RP2 focuses on exploring different new architectural and system integration solutions for efficient neuromorphic computing on platforms ranging from cloud to smart Internet of Things (IoT).
Communication Interface and OS / Architectural Support for CPU-Accelerator Heterogenous Architecture
Project RP2-1 focus on optimizing the memory communication interface between CPU and the dedicated accelerator. Meanwhile, the multi-accelerator multi-host system in cloud training requires to consider the communication interface and OS/Architectural support with high scalability and efficiency. Dedicated optimization of the memory subsystem is proposed to address the introduced challenges from the near-memory/in-memory communication issue. Architectural innovations and OS support are further investigated to efficiently facilitate memory-centric computing in a multi-user environment. testing
Architecture Optimization Considering the Characteristics of the Deep Neural Networks
Project RP2-2 will encompass new and promising initiatives in neural network modeling and design algorithms to provide a compressed network that can achieve optimal complexity-accuracy tradeoff and storage reduction. At the same time, we will also study the fundamental building blocks of a deep neural network and search for the globally optimal DNN structures by learning how to learn. The corresponding architectures that can exploit the optimized tensor ranks, bit quantization and the optimal building block structures will also be developed.
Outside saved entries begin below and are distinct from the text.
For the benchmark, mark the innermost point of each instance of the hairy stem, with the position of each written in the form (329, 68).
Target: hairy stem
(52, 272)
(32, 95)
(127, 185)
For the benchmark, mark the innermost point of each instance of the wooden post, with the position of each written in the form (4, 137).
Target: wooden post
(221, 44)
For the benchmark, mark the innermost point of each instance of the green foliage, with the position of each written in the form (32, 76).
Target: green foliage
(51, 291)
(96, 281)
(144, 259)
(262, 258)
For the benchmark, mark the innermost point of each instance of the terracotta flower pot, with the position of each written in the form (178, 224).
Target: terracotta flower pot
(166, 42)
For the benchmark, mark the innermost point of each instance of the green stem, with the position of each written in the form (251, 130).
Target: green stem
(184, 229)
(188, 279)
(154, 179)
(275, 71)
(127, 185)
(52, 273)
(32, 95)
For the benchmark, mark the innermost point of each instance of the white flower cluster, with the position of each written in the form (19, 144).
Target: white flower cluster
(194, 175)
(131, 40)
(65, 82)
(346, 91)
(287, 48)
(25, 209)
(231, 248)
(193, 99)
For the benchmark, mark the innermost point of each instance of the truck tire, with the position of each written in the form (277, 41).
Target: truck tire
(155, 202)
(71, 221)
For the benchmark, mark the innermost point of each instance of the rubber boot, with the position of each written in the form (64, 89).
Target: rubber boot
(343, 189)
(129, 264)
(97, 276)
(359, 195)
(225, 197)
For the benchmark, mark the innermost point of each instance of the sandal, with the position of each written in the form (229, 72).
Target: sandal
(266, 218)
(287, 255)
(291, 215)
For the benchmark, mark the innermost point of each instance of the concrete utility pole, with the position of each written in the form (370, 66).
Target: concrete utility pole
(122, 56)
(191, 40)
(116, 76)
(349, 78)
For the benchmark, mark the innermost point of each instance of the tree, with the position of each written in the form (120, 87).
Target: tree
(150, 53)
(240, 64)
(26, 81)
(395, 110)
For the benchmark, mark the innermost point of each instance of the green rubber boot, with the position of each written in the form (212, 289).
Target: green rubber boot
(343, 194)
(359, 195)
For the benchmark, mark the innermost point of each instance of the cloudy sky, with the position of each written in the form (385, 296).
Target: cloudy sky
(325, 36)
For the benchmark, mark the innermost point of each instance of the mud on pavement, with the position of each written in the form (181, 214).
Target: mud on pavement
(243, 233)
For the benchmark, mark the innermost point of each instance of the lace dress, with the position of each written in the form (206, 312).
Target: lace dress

Energy Efficient AI Accelerators for Sensor-based Edge Devices
In Project RP2-3, a mixed analog/digital in-memory computation architecture interfacing with sensor array is devised for the inference engine. This project includes embedding some data processing functionality within the sensors to reduce the data movement between the sensor and the computation engine, in-memory computation architecture to reduce the costly memory movement. Different analog computation architectures will be developed for different types of sensor readout interfaces, as well as low-resolution networks to reduce the costly high resolution A/D conversion and the computation complexity in the digital layers.
Architectural Optimization of In-Memory CMOS-ReRAM Accelerator for Large-Scale Neural Network
Project RP2-4 focus on developing AI accelerator architecture based on the emerging non-volatile memory technologies. By using the ReRAM-based crossbar as in-memory computation engine, a scalable and energy-efficient architecture is proposed to realize large-scale quantization-trained network. Most-significant-bits-first (MSBF) computation paradigms and memory compression algorithms will be proposed for reducing the amount of weight storage and increasing the computation sparsity. Improving the energy efficiency by another order of magnitude is the goal.